This Policy describes the principles of personal data processing carried out by BFB LTD in accordance with GDPR, Cyprus Law 125(I)/2018 and guidance issued by the Office of the Commissioner for Personal Data Protection.
1. Data Controller and DPO
BFB LTD, registration number HE 482961, with registered office at Dodonis, 7, Kolossi, 4632, Limassol, Cyprus, acts as the data controller. We have appointed a Data Protection Officer who can be reached at dpo@edme.pro for any privacy-related inquiry.
2. Legal Bases for Processing
Depending on the context, processing relies on one or more of the legal bases set out in Article 6 GDPR: consent (e.g. marketing communications), performance of a contract (delivery of courses and support), compliance with legal obligations (tax, accounting, anti-money laundering rules in Cyprus), protection of vital interests, and our legitimate interests in improving and safeguarding the platform, provided such interests do not override your rights.
3. Purposes of Processing
We process data to enrol and support learners, personalise curricula, conduct assessments, provide mentoring, manage payments, perform analytics, prevent fraud, maintain security logs, send regulatory notices, and document compliance with educational and consumer protection laws.
4. Retention and Storage
Data is stored on secure servers located in the EU/EEA. Contract and billing data is retained for seven years to satisfy Cyprus tax legislation, learning history is kept for five years after the last activity to provide certificates, technical logs are stored for up to twenty-four months, and marketing preferences are kept until you opt out.

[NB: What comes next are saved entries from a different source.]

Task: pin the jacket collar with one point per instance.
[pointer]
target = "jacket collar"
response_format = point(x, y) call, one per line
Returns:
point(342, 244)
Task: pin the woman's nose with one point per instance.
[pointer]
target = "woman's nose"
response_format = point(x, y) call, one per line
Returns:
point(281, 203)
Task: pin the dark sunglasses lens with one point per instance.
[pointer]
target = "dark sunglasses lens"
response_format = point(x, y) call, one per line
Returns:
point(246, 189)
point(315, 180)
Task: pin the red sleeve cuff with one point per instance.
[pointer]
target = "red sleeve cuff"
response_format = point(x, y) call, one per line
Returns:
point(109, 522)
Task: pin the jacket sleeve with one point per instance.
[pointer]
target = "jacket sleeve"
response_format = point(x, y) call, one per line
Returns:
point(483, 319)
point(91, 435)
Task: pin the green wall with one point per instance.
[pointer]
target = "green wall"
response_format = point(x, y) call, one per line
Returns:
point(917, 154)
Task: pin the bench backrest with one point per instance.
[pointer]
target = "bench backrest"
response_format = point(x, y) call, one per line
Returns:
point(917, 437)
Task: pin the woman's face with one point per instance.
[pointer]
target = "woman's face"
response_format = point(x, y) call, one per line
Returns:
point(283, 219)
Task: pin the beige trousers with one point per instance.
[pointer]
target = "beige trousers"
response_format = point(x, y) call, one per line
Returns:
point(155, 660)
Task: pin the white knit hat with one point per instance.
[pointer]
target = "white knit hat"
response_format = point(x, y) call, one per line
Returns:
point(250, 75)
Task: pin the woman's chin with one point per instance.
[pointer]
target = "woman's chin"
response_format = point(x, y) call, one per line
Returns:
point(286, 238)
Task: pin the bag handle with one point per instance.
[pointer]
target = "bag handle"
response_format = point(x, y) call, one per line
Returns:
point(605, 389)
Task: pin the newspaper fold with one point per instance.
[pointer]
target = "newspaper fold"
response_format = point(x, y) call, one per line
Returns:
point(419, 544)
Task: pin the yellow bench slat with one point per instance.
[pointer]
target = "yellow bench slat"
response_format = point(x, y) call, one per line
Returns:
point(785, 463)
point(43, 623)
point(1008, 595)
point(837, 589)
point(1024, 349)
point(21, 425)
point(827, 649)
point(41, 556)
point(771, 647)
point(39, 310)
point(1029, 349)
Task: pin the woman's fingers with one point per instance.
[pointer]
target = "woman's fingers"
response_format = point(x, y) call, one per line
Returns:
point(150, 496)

After the applicable period the data is anonymised or securely deleted, with backups overwritten on a rolling schedule.
5. Rights of Data Subjects
Data subjects may exercise their GDPR rights at any time: access, rectification, erasure, restriction, data portability, objection to processing, and the right not to be subject to automated decisions with legal effects. Requests are handled within one month unless complexity allows an additional two months as permitted by Article 12 GDPR.
6. Security and Governance Measures
We maintain layered security including encryption, network segmentation, MFA for staff, periodic audits of processors, background checks for mentors, incident response plans, and documented policies reviewed at least annually. Staff with data access sign confidentiality agreements under Cyprus employment law.
7. International Transfers and Supervisory Authority
International transfers occur only when necessary and subject to EU Standard Contractual Clauses, Binding Corporate Rules or adequacy decisions. You may request copies of relevant safeguards. You also have the right to contact the Office of the Commissioner for Personal Data Protection in Cyprus if you believe your rights have been infringed.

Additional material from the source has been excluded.